Bakchormeeboy: Your art often lives in galleries or public spaces. What does it mean for your work to now live in people’s hands, pockets, and daily routines?
Jahan Loh: It means a lot to me. When art leaves the gallery and becomes part of someone’s daily rhythm, it becomes alive in a different way. It’s no longer something you visit occasionally — it becomes a companion. The work travels with you, gets worn, touched, carried through the city. That feels deeply aligned with where I came from, street art has always been about living with the public.

Bakchormeeboy: Can you walk us through one or two designs that feel especially personal?
Jahan Loh: The spaceman design is the most personal. That character has been my alter-ego for decades, a symbol of migration, dreaming, distance, and the optimism of a better world. Other elements in this capsule draw from the Chinese Five Elements, each element offers a different kind of energy, something to suit different needs.

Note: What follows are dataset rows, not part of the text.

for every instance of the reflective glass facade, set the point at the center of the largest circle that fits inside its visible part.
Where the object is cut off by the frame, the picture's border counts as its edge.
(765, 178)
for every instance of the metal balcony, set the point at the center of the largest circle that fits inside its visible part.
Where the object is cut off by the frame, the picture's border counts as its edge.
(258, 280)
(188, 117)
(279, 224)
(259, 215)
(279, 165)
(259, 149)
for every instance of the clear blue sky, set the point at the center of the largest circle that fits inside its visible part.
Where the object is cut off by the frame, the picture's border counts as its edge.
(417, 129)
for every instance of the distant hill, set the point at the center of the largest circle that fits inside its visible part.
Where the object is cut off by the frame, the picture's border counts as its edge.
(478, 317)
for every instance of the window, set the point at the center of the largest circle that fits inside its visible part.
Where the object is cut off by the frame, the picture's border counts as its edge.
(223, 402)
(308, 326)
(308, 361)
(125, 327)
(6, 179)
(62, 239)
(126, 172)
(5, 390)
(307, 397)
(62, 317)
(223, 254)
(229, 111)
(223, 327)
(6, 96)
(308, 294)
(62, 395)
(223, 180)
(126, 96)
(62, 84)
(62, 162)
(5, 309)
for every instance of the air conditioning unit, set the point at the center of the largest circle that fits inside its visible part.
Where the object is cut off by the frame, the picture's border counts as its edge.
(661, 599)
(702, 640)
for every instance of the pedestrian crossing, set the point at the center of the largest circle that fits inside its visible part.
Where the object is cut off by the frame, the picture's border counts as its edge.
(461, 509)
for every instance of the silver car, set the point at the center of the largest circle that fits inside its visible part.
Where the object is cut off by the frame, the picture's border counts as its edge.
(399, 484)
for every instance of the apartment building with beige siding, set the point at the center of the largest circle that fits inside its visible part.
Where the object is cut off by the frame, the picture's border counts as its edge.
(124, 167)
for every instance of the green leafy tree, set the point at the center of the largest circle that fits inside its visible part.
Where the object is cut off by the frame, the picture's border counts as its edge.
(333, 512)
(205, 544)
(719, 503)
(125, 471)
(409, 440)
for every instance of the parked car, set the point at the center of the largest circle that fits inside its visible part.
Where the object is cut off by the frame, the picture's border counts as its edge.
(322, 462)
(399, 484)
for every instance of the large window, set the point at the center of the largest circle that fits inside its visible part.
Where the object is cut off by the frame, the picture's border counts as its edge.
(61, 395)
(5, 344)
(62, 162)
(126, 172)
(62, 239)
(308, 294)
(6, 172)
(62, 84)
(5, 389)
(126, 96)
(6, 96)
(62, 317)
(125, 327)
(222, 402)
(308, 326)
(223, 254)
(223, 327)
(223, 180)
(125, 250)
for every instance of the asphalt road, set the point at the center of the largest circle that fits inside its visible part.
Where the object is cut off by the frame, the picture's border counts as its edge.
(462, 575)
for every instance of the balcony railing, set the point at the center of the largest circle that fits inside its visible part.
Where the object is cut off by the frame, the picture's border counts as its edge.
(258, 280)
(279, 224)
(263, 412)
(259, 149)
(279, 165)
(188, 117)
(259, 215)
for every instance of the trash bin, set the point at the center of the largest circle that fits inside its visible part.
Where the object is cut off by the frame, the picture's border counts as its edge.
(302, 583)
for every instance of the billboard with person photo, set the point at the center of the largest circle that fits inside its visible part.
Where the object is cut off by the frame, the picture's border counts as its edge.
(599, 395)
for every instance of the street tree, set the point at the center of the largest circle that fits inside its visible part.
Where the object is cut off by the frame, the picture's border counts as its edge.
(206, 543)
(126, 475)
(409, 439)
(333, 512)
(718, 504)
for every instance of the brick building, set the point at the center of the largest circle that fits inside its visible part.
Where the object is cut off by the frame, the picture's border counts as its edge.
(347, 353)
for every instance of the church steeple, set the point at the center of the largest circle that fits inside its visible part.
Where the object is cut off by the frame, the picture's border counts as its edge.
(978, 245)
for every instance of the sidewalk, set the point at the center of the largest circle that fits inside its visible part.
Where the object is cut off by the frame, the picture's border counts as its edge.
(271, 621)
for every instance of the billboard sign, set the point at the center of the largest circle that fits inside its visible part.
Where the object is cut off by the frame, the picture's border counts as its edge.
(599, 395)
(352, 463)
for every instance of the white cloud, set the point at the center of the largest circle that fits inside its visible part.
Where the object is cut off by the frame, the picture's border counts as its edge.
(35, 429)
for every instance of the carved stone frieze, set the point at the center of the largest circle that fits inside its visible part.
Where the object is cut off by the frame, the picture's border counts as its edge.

Bakchormeeboy: Collaboration requires balance between artistic freedom and functionality. How did you and CASETiFY navigate that?
Jahan Loh: CASETiFY was very respectful of my voice. We approached it like design and storytelling working together keeping the core motifs of my art intact while adapting them to function as objects. It wasn’t about compromise, it was about translation.

Bakchormeeboy: Street art is about accessibility and visibility. Do you see this collection as an extension of that ethos — a new kind of public art for the digital age?
Jahan Loh: Absolutely. Street art was always about reaching people where they are, outside traditional spaces. In today’s world, phone cases are almost like moving walls, they travel through crowds, subways, cities, across countries. So yes, I see this as a new canvas and an integral part of contemporary life.
Bakchormeeboy: For someone discovering your work for the first time through this CASETiFY collaboration, what do you hope they feel or understand?
Jahan Loh: I hope they feel curiosity and connection. That my world is playful on the surface, but layered with emotion, memory, and mythology. I want them to sense that the everyday can hold wonder, and that even a small object can carry a larger universe, one that blends street culture, heritage, and the dream of the future.